Effects of Agricultural Land Management on Watersheds

Drive through rural United States and watch miles and miles of managed land roll by. Idaho, specifically, leads the country in beef and potato production, as well as barley and sugarbeets. Farmers in Idaho also use the land to grow several other crops, the combined effects of which can be devastating to Idaho’s watersheds. 


The agricultural industry needs huge amounts of land in order to grow crops and allow livestock to feed. Clearing land for agricultural purposes comes at a cost. Some watersheds are forested, which means losing those plants and trees increases erosion and can affect water quality. These lands are not only deforested, but the soil is also overworked. The soil is ploughed and then smoothed in order to prepare for planting. Tilling and threshing compresses the already smooth soil. These processes put the deforested land at even higher risk of causing major watershed runoff.  


The use of fertilizers and pesticides disrupts the healthy balance of ecosystems. Although pesticide use is usually limited to a specific time of year, some chemicals stay in the soil for many months, even years. As naturally-occurring absorption sites, like plants, trees, and soil, are removed or overworked, the likelihood that pesticides end up in a watershed increases.  


Uninterrupted livestock usage of waterways can also have a negative effect on water quality.

Riparian zones are the pieces of land alongside a waterway, like flood plains or waterbanks. Though these strips of land do not cover a large surface area, the vegetation is usually varied, lush, and attractive to livestock. Loss of riparian zones on bodies of water within a watershed poses a threat to the watershed as a whole. 


However, there are strategies for responsible agricultural development. When used properly and enthusiastically, Best Management Practices can alleviate agricultural stress on watersheds. The goal of CORE-4, a collection of four Best Management Practices, is “improving farm profitability while addressing environmental concerns.” The CORE-4 are buffers, conservation tillage, crop nutrient management, and weed and pest management.


All four of these practices could contribute to a watershed’s success, with specific attention paid to buffers and conservation tillage. Buffers refer specifically to strategically planted trees and grasses along waterways, like riparian zones, that filter nutrients and keep the riparian zones strong and stable. Conservation tillage includes less-disruptive tilling practices, which reduces erosion and improves soil and water quality.
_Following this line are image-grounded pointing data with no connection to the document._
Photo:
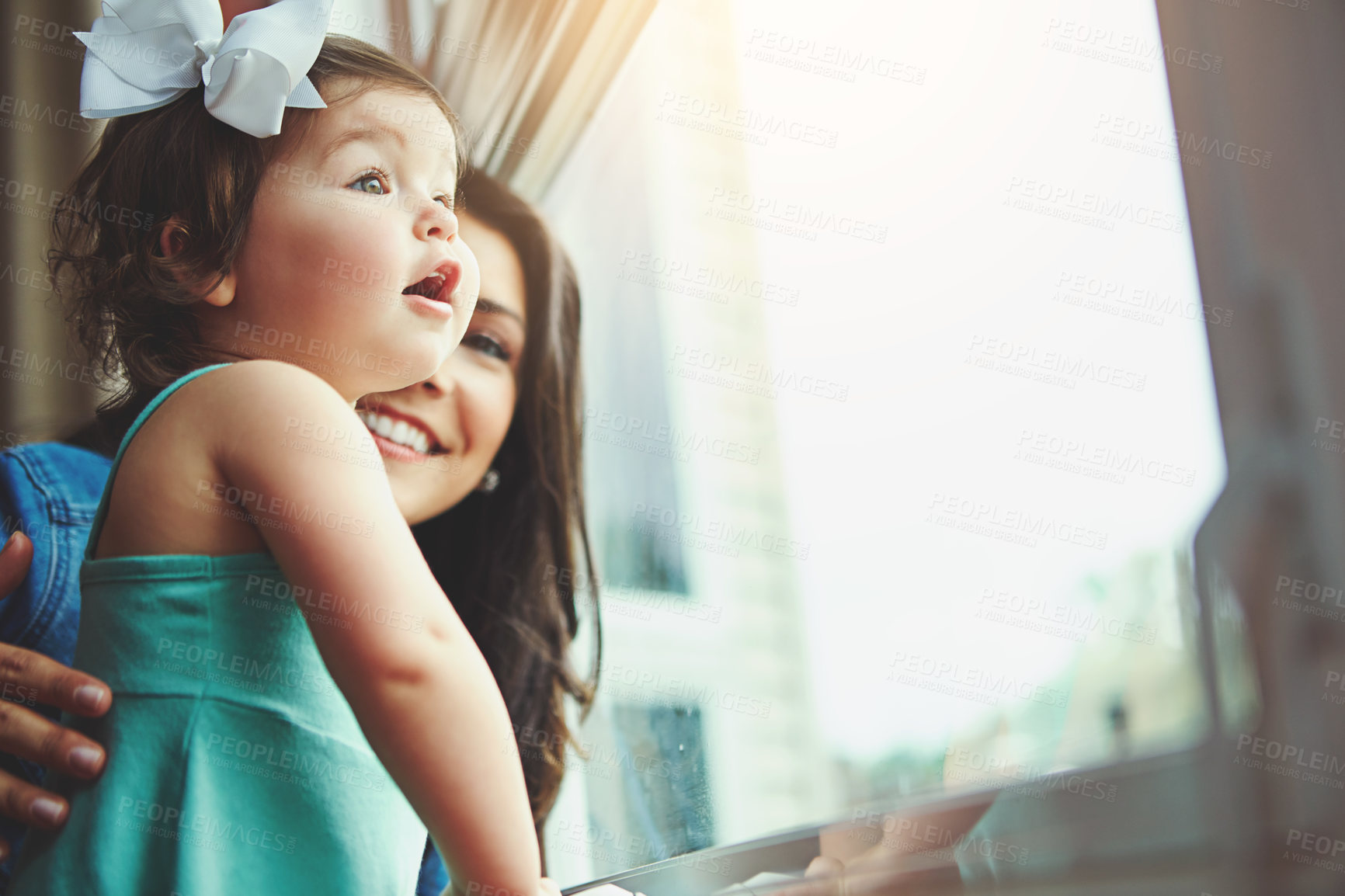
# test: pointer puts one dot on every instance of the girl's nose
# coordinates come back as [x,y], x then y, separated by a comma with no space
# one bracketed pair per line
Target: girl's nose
[435,221]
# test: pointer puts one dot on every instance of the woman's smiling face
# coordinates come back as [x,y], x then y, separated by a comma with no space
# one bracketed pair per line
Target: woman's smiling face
[439,438]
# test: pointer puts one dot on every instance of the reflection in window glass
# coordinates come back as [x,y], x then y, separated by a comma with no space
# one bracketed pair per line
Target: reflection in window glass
[902,299]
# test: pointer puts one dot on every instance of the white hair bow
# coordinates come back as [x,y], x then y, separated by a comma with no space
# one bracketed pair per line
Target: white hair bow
[144,54]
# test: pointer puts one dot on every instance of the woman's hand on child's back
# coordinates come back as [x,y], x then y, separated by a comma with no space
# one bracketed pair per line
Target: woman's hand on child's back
[29,679]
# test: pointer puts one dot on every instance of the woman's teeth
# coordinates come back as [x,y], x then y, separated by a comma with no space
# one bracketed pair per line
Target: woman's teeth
[397,431]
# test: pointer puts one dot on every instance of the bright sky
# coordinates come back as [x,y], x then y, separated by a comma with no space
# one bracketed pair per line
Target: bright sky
[1012,106]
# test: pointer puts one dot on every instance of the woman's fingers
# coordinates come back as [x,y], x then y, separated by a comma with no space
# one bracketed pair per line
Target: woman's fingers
[14,563]
[36,738]
[31,805]
[31,679]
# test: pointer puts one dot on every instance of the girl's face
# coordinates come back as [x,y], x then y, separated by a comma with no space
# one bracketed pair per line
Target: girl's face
[353,266]
[439,438]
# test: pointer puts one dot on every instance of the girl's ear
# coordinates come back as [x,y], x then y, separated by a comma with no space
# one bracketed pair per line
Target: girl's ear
[171,241]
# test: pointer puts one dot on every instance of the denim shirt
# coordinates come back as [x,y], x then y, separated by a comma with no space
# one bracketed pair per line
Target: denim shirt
[51,493]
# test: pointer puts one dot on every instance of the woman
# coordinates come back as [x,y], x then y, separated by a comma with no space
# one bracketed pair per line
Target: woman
[485,463]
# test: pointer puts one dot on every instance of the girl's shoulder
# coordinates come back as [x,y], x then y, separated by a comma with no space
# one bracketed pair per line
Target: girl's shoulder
[259,389]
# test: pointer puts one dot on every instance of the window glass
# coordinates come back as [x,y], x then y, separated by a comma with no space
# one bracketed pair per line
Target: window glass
[898,412]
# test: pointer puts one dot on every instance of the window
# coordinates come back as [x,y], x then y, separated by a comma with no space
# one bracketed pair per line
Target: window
[907,297]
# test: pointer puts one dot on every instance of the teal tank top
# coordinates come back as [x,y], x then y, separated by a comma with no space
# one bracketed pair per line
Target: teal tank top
[235,763]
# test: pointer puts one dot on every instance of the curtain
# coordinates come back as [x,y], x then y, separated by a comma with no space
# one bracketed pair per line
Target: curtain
[523,75]
[45,387]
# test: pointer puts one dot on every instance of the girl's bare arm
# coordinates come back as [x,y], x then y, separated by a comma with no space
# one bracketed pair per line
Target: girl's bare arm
[413,675]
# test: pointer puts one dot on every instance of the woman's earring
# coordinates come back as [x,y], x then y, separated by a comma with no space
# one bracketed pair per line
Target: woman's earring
[490,482]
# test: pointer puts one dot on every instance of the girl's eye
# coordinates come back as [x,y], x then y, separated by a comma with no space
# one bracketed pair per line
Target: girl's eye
[486,345]
[374,178]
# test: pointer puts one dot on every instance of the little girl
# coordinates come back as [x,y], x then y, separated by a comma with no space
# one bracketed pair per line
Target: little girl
[286,276]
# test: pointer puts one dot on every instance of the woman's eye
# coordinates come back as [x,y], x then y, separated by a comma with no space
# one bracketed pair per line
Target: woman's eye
[486,345]
[370,179]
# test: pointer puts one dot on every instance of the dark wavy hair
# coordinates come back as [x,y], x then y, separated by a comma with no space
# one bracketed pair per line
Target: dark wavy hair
[180,168]
[509,560]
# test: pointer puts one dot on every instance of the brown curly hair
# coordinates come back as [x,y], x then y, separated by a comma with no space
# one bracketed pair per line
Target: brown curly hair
[509,560]
[179,168]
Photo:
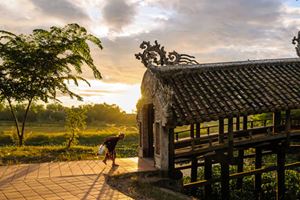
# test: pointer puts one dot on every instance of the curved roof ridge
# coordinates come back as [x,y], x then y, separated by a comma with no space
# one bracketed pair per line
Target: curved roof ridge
[221,65]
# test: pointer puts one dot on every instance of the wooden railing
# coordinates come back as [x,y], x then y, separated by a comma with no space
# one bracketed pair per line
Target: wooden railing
[251,124]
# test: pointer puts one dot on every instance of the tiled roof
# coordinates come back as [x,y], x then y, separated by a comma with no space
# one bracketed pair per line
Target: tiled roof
[206,92]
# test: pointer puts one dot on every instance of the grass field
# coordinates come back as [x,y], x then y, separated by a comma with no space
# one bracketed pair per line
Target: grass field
[45,143]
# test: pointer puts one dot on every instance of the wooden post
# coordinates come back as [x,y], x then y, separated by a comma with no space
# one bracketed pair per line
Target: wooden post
[194,169]
[238,123]
[221,130]
[258,164]
[225,180]
[280,173]
[276,121]
[192,131]
[288,123]
[230,137]
[240,168]
[245,122]
[207,176]
[171,151]
[198,130]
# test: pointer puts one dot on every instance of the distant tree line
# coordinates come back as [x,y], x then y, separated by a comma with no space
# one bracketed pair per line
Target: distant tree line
[56,113]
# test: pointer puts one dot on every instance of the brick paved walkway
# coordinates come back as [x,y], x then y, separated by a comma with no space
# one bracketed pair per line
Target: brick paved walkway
[65,180]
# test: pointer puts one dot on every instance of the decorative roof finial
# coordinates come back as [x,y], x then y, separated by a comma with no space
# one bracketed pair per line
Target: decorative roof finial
[297,40]
[156,55]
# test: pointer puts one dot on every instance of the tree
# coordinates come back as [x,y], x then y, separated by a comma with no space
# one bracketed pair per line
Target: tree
[75,122]
[38,65]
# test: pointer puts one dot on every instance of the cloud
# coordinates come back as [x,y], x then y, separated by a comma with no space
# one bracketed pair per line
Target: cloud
[60,8]
[118,14]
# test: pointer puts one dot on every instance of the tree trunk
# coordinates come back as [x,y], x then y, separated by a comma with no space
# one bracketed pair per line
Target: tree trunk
[24,121]
[16,122]
[70,140]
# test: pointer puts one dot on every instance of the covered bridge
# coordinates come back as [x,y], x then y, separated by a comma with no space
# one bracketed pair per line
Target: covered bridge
[214,101]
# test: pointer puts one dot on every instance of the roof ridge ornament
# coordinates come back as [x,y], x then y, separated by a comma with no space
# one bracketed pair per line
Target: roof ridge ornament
[297,41]
[157,56]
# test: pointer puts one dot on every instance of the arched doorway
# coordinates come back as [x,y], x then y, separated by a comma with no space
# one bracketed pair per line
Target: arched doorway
[146,131]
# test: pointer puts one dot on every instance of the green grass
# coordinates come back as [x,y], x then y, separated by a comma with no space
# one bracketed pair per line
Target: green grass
[45,143]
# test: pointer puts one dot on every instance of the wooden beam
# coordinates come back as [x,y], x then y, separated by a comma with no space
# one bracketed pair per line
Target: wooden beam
[192,131]
[240,175]
[171,151]
[238,123]
[258,165]
[230,137]
[194,169]
[288,123]
[245,122]
[198,130]
[225,180]
[280,173]
[240,168]
[207,176]
[221,130]
[276,121]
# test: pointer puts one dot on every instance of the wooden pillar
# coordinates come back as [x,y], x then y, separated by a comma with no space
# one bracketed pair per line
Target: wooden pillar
[194,169]
[245,122]
[276,121]
[240,168]
[221,130]
[280,173]
[230,137]
[288,123]
[225,192]
[207,176]
[258,164]
[171,151]
[238,123]
[192,131]
[198,130]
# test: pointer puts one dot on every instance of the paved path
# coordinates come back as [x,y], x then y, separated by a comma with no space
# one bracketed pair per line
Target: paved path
[65,180]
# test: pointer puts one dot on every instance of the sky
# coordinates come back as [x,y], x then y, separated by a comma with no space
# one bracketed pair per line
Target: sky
[212,31]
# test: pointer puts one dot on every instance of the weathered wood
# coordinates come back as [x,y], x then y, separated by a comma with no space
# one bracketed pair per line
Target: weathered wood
[258,165]
[198,130]
[194,169]
[240,175]
[230,137]
[240,168]
[245,122]
[225,180]
[287,123]
[171,151]
[207,176]
[238,123]
[221,130]
[192,134]
[276,121]
[280,173]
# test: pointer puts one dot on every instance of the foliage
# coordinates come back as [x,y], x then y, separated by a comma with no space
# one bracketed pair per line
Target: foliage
[36,66]
[75,123]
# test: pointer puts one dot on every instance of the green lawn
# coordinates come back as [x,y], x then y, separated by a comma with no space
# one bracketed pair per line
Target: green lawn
[45,143]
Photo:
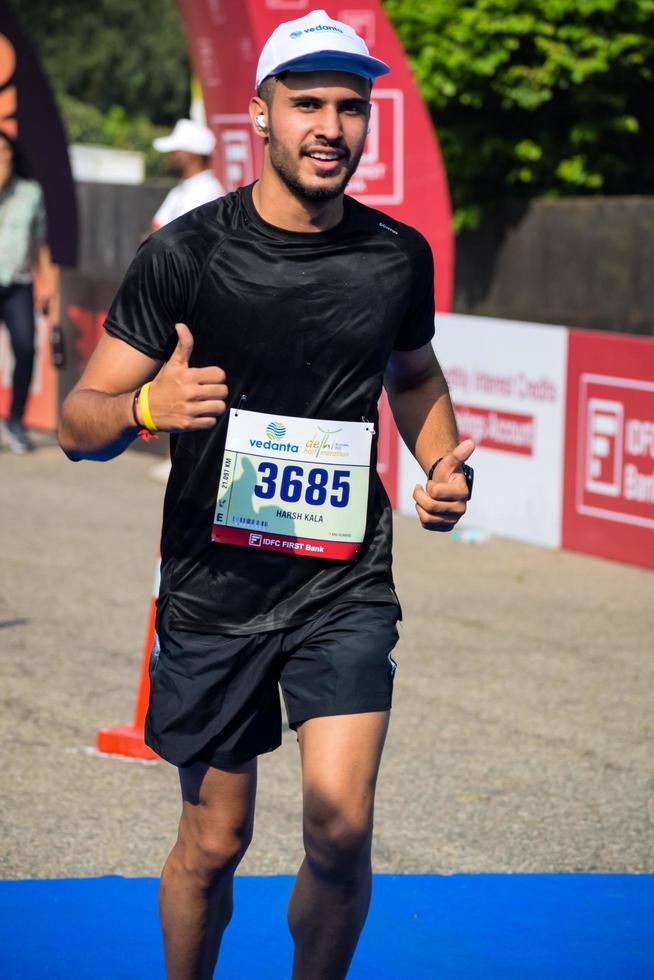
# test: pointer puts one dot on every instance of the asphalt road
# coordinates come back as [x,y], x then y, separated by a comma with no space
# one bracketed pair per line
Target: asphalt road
[521,737]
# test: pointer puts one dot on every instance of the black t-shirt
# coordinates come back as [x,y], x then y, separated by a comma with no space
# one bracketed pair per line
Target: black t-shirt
[303,324]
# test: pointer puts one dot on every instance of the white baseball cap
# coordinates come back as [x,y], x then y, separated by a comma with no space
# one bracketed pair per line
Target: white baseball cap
[317,43]
[187,135]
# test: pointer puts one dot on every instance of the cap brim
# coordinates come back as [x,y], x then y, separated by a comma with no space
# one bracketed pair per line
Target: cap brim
[354,64]
[165,144]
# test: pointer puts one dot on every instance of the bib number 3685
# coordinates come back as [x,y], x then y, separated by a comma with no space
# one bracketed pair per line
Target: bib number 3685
[293,484]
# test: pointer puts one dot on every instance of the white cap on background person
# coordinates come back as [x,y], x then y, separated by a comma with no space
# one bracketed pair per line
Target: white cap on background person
[317,43]
[189,136]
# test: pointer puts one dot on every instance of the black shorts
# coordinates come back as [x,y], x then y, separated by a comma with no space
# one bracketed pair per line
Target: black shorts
[215,698]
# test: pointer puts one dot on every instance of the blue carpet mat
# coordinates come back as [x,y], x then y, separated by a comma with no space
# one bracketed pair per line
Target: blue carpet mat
[458,927]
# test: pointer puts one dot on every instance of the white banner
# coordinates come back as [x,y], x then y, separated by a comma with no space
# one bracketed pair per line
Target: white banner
[508,384]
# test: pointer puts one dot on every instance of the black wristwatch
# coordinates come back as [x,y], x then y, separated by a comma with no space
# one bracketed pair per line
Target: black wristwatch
[468,474]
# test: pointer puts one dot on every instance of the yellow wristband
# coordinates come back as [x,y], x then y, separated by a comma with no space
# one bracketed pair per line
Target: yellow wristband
[144,408]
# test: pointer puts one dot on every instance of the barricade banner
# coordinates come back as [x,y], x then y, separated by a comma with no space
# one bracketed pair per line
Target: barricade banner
[609,452]
[401,171]
[507,381]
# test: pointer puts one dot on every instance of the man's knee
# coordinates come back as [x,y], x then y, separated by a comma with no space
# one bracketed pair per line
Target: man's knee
[208,851]
[337,837]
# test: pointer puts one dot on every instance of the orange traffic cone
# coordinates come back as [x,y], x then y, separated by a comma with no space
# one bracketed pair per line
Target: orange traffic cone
[128,739]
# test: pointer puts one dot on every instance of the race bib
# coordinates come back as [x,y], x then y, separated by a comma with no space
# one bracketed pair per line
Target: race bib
[299,486]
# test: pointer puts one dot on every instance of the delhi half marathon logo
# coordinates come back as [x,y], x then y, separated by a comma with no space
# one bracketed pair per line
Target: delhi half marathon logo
[275,430]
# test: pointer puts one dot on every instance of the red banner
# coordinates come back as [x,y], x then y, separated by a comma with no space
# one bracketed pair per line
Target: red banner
[608,493]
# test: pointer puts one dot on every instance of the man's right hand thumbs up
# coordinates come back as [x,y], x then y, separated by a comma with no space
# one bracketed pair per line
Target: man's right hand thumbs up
[183,398]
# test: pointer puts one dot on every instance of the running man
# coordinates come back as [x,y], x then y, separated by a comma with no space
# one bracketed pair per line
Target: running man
[259,330]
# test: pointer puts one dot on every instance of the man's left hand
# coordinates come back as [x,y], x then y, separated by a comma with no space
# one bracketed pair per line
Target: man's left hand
[443,500]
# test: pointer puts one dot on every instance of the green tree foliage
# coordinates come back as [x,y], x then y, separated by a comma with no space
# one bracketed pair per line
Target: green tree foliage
[119,68]
[535,97]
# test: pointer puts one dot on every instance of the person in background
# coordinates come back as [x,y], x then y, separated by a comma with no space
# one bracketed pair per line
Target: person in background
[23,251]
[190,146]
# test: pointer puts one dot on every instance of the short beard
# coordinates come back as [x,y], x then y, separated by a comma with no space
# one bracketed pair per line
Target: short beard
[283,167]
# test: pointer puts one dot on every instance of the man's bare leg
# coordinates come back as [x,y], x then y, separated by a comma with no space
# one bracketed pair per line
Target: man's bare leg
[195,894]
[330,898]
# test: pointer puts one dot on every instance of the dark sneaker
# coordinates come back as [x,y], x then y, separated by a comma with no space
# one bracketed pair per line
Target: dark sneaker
[15,436]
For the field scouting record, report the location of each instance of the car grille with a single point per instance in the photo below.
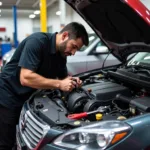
(32, 130)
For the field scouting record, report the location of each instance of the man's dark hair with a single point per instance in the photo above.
(76, 30)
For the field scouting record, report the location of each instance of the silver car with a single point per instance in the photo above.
(87, 58)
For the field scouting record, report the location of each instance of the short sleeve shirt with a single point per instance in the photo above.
(37, 53)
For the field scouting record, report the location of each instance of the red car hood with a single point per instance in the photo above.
(123, 25)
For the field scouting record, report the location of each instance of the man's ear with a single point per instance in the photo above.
(65, 36)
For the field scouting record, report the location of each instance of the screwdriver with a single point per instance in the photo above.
(82, 115)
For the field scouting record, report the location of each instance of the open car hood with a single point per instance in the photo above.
(123, 25)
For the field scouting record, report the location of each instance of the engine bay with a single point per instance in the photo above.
(113, 94)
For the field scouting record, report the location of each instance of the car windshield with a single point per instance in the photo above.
(141, 58)
(92, 38)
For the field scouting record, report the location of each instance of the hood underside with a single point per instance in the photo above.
(124, 26)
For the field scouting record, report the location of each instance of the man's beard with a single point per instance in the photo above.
(62, 48)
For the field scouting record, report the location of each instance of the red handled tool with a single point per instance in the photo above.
(82, 115)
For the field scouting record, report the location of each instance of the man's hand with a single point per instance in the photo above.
(67, 84)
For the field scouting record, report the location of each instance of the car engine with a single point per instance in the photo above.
(114, 94)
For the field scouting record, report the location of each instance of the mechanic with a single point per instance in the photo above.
(39, 62)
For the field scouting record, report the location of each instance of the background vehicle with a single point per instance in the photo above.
(112, 108)
(87, 58)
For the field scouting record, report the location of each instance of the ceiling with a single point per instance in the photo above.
(24, 4)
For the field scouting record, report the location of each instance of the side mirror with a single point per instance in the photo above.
(101, 49)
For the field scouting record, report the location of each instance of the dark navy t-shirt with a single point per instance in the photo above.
(37, 53)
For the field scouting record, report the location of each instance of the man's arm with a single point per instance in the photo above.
(31, 79)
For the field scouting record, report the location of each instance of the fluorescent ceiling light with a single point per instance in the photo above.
(58, 13)
(37, 12)
(32, 16)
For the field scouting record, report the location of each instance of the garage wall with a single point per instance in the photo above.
(24, 23)
(71, 15)
(26, 26)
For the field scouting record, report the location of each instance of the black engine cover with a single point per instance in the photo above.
(107, 91)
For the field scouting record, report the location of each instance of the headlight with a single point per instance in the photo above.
(96, 136)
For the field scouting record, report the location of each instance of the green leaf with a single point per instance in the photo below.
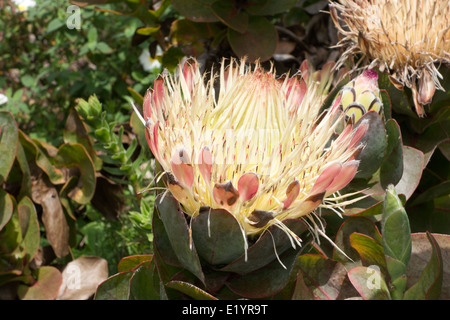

With respect to watersheds, the CORE-4 focuses primarily on the ever-important goal of decreasing erosion.These best practices aim to benefit both the farmers and ranchers themselves, as well as the environment that provides their livelihoods. The success of these simple and incredibly effective tools for watershed success suffers from two major challenges: public knowledge of its effectiveness, and resistance to its implementation. If embraced, the CORE-4 could be a saving grace for Idaho’s watersheds.